Note that this will not boot up a GUI so this will only work with some images. To run it with a display, do the following:
docker run -it -p 5900:5900 -v ~/<dir>:/<dir> pandare/panda bash
The -p
option will export the default VNC port outside of the container for your PC to access. This is useful for checking the docker container in cases where an error may have occured.
Next is running a PANDA system which can be done using the command below:
panda-system-i386 /<dir>/<qcow>
Go is an open-source programming language supported by Google that is useful for cloud and networking services, command-line interfaces, web development, and development operations and site reliability engineering.
In this project, Go is used for the API and the gRPC and ProtoBuf framework for the frontend to communicate with the backend.
Testing and validation are essential to developing a product. Tests ensure the functionality of the system and can be used in tandem with continuous integration to prevent new features from breaking the functionality of the system. Also, tests demonstrate the expected input and output of the system so other developers can get a better understanding of the code.
Go has a package for testing that was used for the backend. The package can run tests, benchmarks, examples, and fuzzing. Files for testing should end in _test.go
and will automatically execute functions of the form TestXxx
and can allow for subtests that share the same setup and teardown code, which will be extremely useful since the system has such code that does take time to execute. For more information on the backend testing, see its readme and the test plan
gRPC is a modern open-source high performance Remote Procedure Call (RPC) framework that can run in any environment. gRPC has many similarities to Protocol Buffers and uses Protocol Buffers to structure data. For more information on Protocol Buffers (ProtoBuf) refer to its section below. The main advantage of gRPC is language-neutral so a client in Go can communicate with a client in Python. The server sends a request for the client to execute a method and the client will execute it and provide a response.
This project uses gRPC and ProtoBuf to communicate between the frontend and backend. As a result, both ends use a language best suited for its implementation rather than making sacrifices for the sake of convenient communication. The frontend implementation can be seen in grpc_agent.go and the backend implementation can be seen in server.py.
GRPC also allows for more flexible error handling versus a monolithic approach that would require restarting the entire program if an exception occurs.
Protocol Buffers provide a language-neutral, platform-neutral, extensible mechanism for serializing structured data in a forward-compatible and backward-compatible way. The protocol would allow for easier data communication between different languages. This is especially important for communication between the frontend and backend as they are in different languages, so having a universal way to specify data is greatly beneficial. The data can be sent in a file for the other to read or sent over a network for the other to act upon. With gRPC it can define communication protocols.
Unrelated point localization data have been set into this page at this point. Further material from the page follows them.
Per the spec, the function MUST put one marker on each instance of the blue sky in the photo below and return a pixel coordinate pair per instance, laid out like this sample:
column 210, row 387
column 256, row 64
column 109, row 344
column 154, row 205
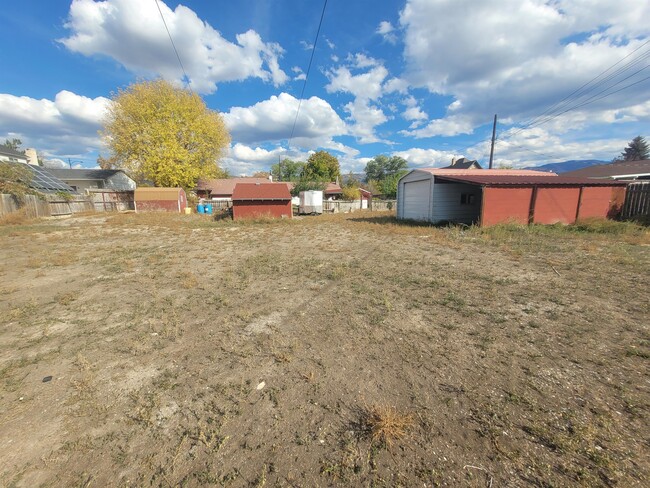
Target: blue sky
column 417, row 78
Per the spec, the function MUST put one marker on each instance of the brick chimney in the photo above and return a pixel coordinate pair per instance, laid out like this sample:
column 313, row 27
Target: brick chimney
column 32, row 157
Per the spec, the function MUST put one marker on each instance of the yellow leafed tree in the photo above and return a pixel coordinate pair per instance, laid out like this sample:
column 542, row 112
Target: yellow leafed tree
column 164, row 134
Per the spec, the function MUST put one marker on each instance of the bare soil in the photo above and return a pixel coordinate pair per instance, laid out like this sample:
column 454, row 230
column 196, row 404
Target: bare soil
column 165, row 350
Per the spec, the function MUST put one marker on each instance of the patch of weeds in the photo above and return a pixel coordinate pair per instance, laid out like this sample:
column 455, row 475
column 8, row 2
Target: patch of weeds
column 188, row 280
column 382, row 425
column 633, row 352
column 23, row 313
column 65, row 299
column 454, row 301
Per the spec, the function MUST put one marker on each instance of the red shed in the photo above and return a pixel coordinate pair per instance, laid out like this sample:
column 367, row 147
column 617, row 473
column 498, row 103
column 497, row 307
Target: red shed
column 254, row 200
column 490, row 197
column 541, row 199
column 160, row 199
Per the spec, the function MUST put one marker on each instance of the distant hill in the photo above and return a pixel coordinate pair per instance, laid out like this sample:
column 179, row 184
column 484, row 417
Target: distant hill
column 565, row 166
column 359, row 176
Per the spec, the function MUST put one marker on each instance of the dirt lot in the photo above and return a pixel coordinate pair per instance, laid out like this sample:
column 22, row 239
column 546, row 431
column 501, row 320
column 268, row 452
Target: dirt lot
column 155, row 350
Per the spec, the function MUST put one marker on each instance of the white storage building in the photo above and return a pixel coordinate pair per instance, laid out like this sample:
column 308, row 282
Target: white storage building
column 422, row 196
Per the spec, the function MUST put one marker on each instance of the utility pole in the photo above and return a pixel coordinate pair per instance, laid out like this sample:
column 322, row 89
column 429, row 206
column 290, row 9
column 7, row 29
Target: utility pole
column 494, row 133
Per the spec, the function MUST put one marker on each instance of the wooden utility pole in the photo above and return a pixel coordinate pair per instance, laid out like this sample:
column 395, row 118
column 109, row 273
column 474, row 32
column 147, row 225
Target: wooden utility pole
column 494, row 133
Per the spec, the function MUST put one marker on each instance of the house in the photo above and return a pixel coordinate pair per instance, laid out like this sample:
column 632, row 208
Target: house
column 488, row 197
column 160, row 199
column 12, row 156
column 255, row 200
column 366, row 198
column 333, row 191
column 622, row 170
column 88, row 179
column 223, row 188
column 463, row 163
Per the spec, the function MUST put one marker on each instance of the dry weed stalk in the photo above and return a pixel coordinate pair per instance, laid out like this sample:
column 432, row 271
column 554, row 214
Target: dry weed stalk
column 384, row 424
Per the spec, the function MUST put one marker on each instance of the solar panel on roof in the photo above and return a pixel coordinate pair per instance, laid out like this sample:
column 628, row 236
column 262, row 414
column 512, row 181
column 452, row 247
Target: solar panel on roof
column 46, row 182
column 43, row 181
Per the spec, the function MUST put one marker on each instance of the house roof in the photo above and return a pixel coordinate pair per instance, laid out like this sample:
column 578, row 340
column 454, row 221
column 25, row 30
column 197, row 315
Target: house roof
column 526, row 180
column 500, row 172
column 261, row 191
column 43, row 181
column 83, row 173
column 621, row 169
column 7, row 151
column 332, row 189
column 144, row 194
column 463, row 163
column 226, row 186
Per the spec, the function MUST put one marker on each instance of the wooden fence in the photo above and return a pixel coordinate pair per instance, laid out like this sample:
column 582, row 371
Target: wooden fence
column 34, row 206
column 60, row 207
column 637, row 201
column 111, row 200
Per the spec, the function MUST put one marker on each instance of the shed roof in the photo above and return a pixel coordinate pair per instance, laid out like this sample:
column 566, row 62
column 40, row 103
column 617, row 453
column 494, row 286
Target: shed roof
column 151, row 194
column 7, row 151
column 527, row 180
column 333, row 189
column 500, row 172
column 261, row 191
column 614, row 170
column 464, row 163
column 226, row 186
column 83, row 173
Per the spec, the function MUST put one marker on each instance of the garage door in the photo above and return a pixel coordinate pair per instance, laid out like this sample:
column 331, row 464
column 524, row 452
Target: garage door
column 417, row 196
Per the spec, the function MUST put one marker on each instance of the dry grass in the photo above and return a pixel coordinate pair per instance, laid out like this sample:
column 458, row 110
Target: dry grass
column 383, row 424
column 20, row 217
column 522, row 350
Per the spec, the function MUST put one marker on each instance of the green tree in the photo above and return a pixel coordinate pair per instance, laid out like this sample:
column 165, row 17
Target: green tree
column 287, row 170
column 321, row 166
column 164, row 134
column 382, row 166
column 384, row 173
column 636, row 150
column 388, row 186
column 306, row 185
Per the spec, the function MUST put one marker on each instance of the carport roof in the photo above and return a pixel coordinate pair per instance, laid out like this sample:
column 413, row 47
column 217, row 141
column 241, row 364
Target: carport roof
column 525, row 180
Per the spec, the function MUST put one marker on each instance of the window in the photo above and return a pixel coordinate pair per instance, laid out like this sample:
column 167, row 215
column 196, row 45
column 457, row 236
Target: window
column 467, row 199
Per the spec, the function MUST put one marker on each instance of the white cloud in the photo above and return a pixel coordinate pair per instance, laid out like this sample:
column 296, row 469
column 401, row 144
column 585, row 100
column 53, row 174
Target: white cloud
column 413, row 112
column 300, row 75
column 452, row 125
column 134, row 35
column 427, row 158
column 387, row 31
column 519, row 64
column 272, row 120
column 365, row 118
column 65, row 126
column 366, row 85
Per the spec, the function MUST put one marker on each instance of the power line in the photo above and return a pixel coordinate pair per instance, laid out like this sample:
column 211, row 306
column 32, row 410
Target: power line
column 186, row 78
column 304, row 85
column 551, row 112
column 525, row 148
column 591, row 99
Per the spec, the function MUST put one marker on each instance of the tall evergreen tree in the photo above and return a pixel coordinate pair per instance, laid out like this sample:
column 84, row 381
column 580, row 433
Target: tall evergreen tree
column 636, row 150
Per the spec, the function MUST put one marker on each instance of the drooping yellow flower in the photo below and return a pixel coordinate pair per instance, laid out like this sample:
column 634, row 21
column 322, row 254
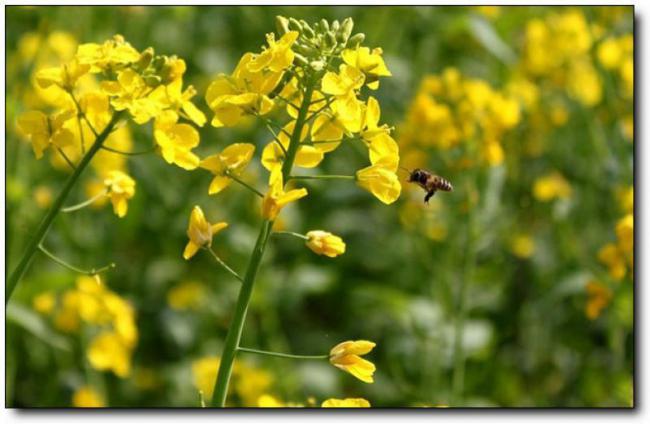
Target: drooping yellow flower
column 200, row 232
column 347, row 80
column 204, row 372
column 325, row 243
column 120, row 188
column 369, row 62
column 108, row 352
column 242, row 93
column 130, row 92
column 87, row 397
column 172, row 95
column 276, row 198
column 278, row 56
column 231, row 161
column 346, row 403
column 115, row 53
column 176, row 141
column 381, row 182
column 44, row 130
column 347, row 356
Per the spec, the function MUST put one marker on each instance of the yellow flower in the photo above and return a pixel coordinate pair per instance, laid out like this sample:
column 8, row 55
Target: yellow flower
column 325, row 243
column 551, row 186
column 176, row 141
column 242, row 93
column 44, row 130
column 347, row 356
column 173, row 96
column 121, row 188
column 113, row 53
column 87, row 397
column 347, row 80
column 130, row 92
column 346, row 403
column 231, row 161
column 200, row 232
column 44, row 303
column 108, row 352
column 186, row 296
column 306, row 156
column 522, row 246
column 598, row 297
column 278, row 56
column 276, row 198
column 381, row 182
column 204, row 372
column 369, row 62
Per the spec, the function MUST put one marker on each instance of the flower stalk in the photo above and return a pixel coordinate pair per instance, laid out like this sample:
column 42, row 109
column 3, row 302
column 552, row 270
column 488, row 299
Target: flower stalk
column 38, row 236
column 233, row 337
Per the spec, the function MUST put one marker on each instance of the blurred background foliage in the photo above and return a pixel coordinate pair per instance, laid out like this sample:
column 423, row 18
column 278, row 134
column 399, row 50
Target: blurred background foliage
column 514, row 290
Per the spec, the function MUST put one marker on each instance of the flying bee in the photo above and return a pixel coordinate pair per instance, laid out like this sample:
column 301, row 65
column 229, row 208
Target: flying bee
column 429, row 182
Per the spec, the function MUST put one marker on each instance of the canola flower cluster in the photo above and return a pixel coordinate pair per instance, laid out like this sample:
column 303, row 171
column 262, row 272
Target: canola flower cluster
column 91, row 307
column 315, row 75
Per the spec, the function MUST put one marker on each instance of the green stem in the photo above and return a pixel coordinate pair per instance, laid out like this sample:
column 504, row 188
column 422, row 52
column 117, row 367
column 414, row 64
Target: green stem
column 281, row 355
column 91, row 272
column 223, row 264
column 291, row 233
column 243, row 183
column 322, row 177
column 38, row 236
column 233, row 337
column 84, row 203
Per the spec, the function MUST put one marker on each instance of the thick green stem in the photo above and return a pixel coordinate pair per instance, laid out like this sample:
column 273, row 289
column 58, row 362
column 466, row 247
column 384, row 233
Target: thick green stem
column 233, row 337
column 280, row 354
column 38, row 236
The ProtoBuf can be seen in panda_agent.proto.
PANDA utilizes QEMU to emulate a whole system so that it can record all code executing and all data. QEMU stands for Quick Emulator, and it is an open-source generic emulator and virtualizer. As an emulator, it runs a virtual model of a system (CPU, memory, etc.) to run any operating system. As a virtualizer, QEMU can run kernel virtual machines. Lastly, QEMU can be used in user mode emulation, which allows processes made for one type of CPU to be run on another type.
QEMU, and by extension PANDA, use disk images for emulating machines. A disk image is called a qcow, which stands for "QEMU Copy on Write" and uses a disk storage optimization strategy that delays allocation of storage until it is needed. Files in qcow format can contain a variety of disk images which are generally associated with specific guest operating systems.